Andor è partita in sordina: con i primi episodi della serie di Star Wars creata da Tony Gilroy, responsabile dello script di Rogue One, che faticavano a ingranare, da un lato perché le atmosfere sembravano riecheggiare altri universi fantascientifici di riferimento, Blade Runner in primis, antitetici a Star Wars, dall’altro perché non sembrava mai entrare nel vivo dell’azione.

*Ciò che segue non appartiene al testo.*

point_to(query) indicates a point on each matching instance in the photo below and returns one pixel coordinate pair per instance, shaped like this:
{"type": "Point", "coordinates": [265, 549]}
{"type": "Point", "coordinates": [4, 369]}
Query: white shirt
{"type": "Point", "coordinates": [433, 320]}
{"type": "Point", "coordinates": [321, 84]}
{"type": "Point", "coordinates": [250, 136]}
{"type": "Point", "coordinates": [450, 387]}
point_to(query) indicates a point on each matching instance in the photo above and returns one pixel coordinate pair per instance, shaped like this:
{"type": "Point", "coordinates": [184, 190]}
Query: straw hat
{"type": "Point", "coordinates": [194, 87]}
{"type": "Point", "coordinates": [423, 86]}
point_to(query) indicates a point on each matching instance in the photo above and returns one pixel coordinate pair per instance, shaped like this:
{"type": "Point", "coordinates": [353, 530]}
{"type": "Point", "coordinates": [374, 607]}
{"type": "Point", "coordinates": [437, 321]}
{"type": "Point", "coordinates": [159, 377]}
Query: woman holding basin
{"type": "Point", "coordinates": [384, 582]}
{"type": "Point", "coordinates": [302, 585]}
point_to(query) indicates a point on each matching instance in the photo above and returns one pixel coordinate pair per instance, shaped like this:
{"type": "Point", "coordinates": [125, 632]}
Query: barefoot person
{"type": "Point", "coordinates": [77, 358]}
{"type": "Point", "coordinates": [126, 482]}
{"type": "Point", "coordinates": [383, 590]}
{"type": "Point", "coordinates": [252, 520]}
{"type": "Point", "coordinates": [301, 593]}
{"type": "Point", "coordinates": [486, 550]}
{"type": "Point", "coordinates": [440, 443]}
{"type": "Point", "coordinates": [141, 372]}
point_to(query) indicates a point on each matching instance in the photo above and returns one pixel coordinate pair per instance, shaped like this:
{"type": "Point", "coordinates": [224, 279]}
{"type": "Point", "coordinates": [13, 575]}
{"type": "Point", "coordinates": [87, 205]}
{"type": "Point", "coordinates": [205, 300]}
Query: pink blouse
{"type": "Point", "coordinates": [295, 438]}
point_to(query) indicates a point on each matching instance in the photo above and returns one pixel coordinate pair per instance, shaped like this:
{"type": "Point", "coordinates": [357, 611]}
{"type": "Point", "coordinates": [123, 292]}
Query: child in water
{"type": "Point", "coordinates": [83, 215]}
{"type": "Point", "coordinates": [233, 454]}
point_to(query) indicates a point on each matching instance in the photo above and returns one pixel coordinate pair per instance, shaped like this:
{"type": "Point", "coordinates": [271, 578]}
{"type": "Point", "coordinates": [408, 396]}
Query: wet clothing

Episodi eccessivamente introduttivi, o interlocutori, nella prima parte della stagione hanno fatto perdere interesse agli spettatori e abbassato l’indice di popolarità, nonché gli ascolti, della serie.
Ma a ben guardare, tutta quell’attesa è stata ben ripagata da una storia che si è rivelata una grande epopea sull’urgenza della ribellione in epoche di totalitarismi e oppressione, caratterizzata da una scrittura raffinata e da una complessità non scontata per la saga, nonché da ricchi approfondimenti su numerosi personaggi e sorprese gratificanti per lo spettatore, senza alcun ricorso all’odiato fan-service. Vediamo dunque perché Andor è tra le migliori serie di Star Wars, e soprattutto se è assimilabile ai canoni, o al Canone, della saga (una sola avvertenza, da qui in avanti ci saranno spoiler, per cui consigliamo la lettura soltanto a chi ha già completato la serie).
Andor shot first, again
Quell’incipit con la figura incappucciata che si incamminava nella pioggia di una città futuribile illuminata dai neon, di certo faceva pensare più alla prossima serie, attualmente in lavorazione, su Blade Runner che non a Star Wars. Anche la musica elettro-pop che si ascolta entrando in un bar malfamato è ben lontana dalle sonorità ‘etniche’ della famosa Cantina-Band di Episodio IV. A dirla tutta, il locale equivoco con quella illuminazione e quella musica sembra provenire maggiormente da qualche noir metropolitano di Michael Mann. È infatti sui toni noir che Tony Gilroy, showrunner della serie, si gioca i primi episodi, ribadendo fin dalle prime battute che, in linea con quanto già visto in Rogue One, “Andor shot first”, ovvero che il protagonista non si fa tanti problemi a eliminare qualcuno a sangue freddo, proprio come faceva Han Solo nella primissima versione di Episodio IV, poi rimaneggiata ed edulcorata da Lucas nelle successive edizioni speciali della trilogia originale.
Moralità flessibile
Se il primo episodio vira sui colori del nero, in seguito la serie assume i contorni di una vera e propria spy-story (in cui Tony Gilroy è maestro, avendo sceneggiato la trilogia di Bourne), con un personaggio ambiguo e carismatico come Luthen Rael (un superlativo Stellan Skarsgård) che introduce Andor in un mondo più grande (giusto per citare Obi-Wan anziano), ovvero quello del nascente movimento clandestino di resistenza all’impero. Non si tratta però di un semplice schieramento di buoni contro cattivi: la moralità di Luthen, al fine di perseguire un bene superiore, è terribilmente flessibile. Non si fa scrupolo ad utilizzare metodi spietati, simili all’impero, per raggiungere il proprio scopo e cioè far nascere la ribellione. Per far questo Luthen è disposto a sacrificare qualunque cosa o persona. In uno dei dialoghi più memorabili della serie, quando gli viene chiesto da parte di una spia della resistenza infiltrata nell’impero, che pure sta mettendo in gioco parecchio, che cosa egli abbia sacrificato, la risposta di Luthen è fulminante e non ammette repliche: “Qual è il mio sacrificio? Sono condannato ad usare gli strumenti del mio nemico per sconfiggerli. Brucio la mia decenza per il futuro di qualcun altro. Brucio la mia vita per fare un’alba che so che non vedrò mai. E l’ego che ha iniziato questa lotta non avrà mai uno specchio, un pubblico o la luce della gratitudine. Quindi cosa sacrifico? Tutto!”. La profondità di una tale scrittura e la complessità di un tale personaggio sono tra le cose più riuscite della serie.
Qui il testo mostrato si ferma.